A CIA irá prosseguir mudanças de regime - a sua especialidade - baseada em que as populações irão submeter-se à intervenção porque não têm alternativa. Conta com as oligarquias, os elementos que financia (as "quintas colunas"), os media, os sectores do liberalismo. Semeiam o caos sem entenderem a importância da História, das culturas dos países, do patriotismo que subsista. Instauram ditaduras mantidas pela corrupção, repressão e propaganda, são as "democracias liberais" como ditaduras oligárquicas, mesmo neofascistas.
Os contratenores da "ordem mundial baseada em regras" não têm lugar na nova partitura. A soberania dos países do Ocidente é a que os EUA permitirem. Na UE isso já está facilitado, pela CE e pelos "europeístas convictos" sejam da direita ou ditos de esquerda.
Claro que há as contradições. Para quem ignora, é algo a que nenhum sistema pode fugir, imperialista ou não. Toda a estratégia dos EUA quer interna (desenvolver as capacidades militares) quer externa (operações da CIA e potencial do Pentágono no exterior) vai aumentar a abissal dívida, independentemente do ataque à Venezuela e colocar recursos naturais de outros países ao serviço dos EUA, contribuir para salvar a hegemonia do dólar, criando uma procura artificial de moeda, financiando a hegemonia americana.

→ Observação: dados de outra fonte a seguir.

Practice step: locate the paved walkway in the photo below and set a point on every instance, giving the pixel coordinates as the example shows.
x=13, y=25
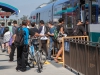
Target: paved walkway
x=8, y=68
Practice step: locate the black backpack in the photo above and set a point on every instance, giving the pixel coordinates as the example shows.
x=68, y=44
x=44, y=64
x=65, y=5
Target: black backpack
x=76, y=30
x=19, y=40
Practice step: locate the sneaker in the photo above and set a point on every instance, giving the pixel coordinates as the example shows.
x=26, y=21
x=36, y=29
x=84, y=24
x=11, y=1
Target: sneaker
x=22, y=70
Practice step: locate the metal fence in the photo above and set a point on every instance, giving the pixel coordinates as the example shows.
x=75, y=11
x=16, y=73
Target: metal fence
x=82, y=56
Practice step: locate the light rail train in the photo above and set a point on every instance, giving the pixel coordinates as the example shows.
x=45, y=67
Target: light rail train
x=71, y=11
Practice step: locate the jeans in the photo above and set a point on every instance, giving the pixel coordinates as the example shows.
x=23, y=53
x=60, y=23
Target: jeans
x=50, y=49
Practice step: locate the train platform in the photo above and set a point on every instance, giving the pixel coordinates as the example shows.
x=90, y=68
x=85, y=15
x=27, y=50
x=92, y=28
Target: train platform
x=49, y=68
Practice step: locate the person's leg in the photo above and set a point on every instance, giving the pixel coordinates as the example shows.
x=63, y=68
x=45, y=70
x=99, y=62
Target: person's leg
x=13, y=47
x=19, y=58
x=58, y=54
x=50, y=49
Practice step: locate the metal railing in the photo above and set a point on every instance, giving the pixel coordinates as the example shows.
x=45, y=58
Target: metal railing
x=82, y=56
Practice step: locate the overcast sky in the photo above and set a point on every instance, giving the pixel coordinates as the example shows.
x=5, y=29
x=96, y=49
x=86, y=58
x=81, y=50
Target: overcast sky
x=25, y=6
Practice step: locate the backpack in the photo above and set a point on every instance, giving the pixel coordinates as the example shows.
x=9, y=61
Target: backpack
x=54, y=38
x=46, y=29
x=75, y=30
x=19, y=40
x=1, y=31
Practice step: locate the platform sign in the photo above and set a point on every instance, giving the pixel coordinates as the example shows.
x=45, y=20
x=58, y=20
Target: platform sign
x=5, y=13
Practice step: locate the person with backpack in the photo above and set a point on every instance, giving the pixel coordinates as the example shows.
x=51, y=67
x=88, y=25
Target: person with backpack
x=43, y=31
x=60, y=29
x=21, y=42
x=10, y=26
x=13, y=47
x=2, y=29
x=79, y=29
x=51, y=34
x=1, y=34
x=6, y=38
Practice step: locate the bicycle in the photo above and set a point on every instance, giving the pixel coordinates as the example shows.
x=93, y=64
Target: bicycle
x=36, y=56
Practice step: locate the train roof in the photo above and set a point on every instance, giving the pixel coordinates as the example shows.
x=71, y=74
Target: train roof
x=60, y=2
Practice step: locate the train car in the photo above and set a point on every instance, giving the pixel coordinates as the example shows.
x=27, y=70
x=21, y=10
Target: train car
x=47, y=13
x=72, y=12
x=44, y=13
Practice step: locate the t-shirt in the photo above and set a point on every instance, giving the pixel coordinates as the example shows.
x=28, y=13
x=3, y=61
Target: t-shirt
x=32, y=31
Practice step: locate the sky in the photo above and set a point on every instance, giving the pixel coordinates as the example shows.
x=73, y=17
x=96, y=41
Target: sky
x=25, y=6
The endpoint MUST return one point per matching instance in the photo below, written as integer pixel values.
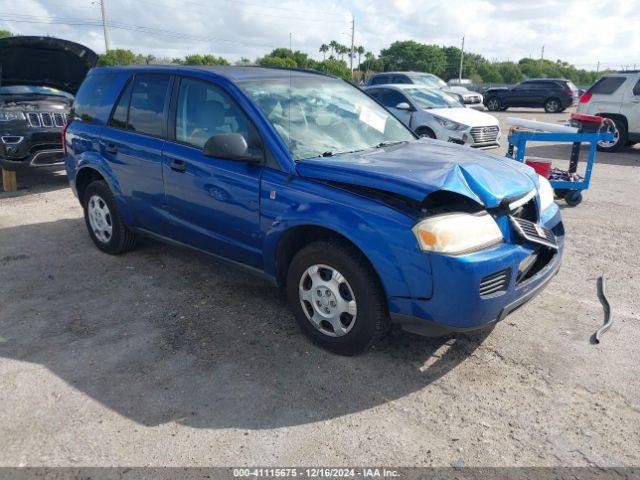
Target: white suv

Na visão imperialista a Venezuela, tinha de ser atacada, com as maiores reservas de petróleo do mundo, desafiou o dólar ao vender petróleo em yuan, euros, rublos e construindo canais de pagamento alternativos com a China. Nada de novo, Saddam Hussein do Iraque foi derrubado por mudar para euros; Gaddafi na Líbia por propor um dinar apoiado em ouro.
O processo em curso procura para travar a "acelerada desdolarização global liderada pela Rússia, China, Irão e BRICS", sinaliza desespero dos EUA, potencialmente acelerando o afastamento dos EUA, à medida que o Sul Global veja o perigo dos EUA tentarem uma hegemonia baseada na força militar e na apropriação dos recursos naturais e financeiros dos outros países.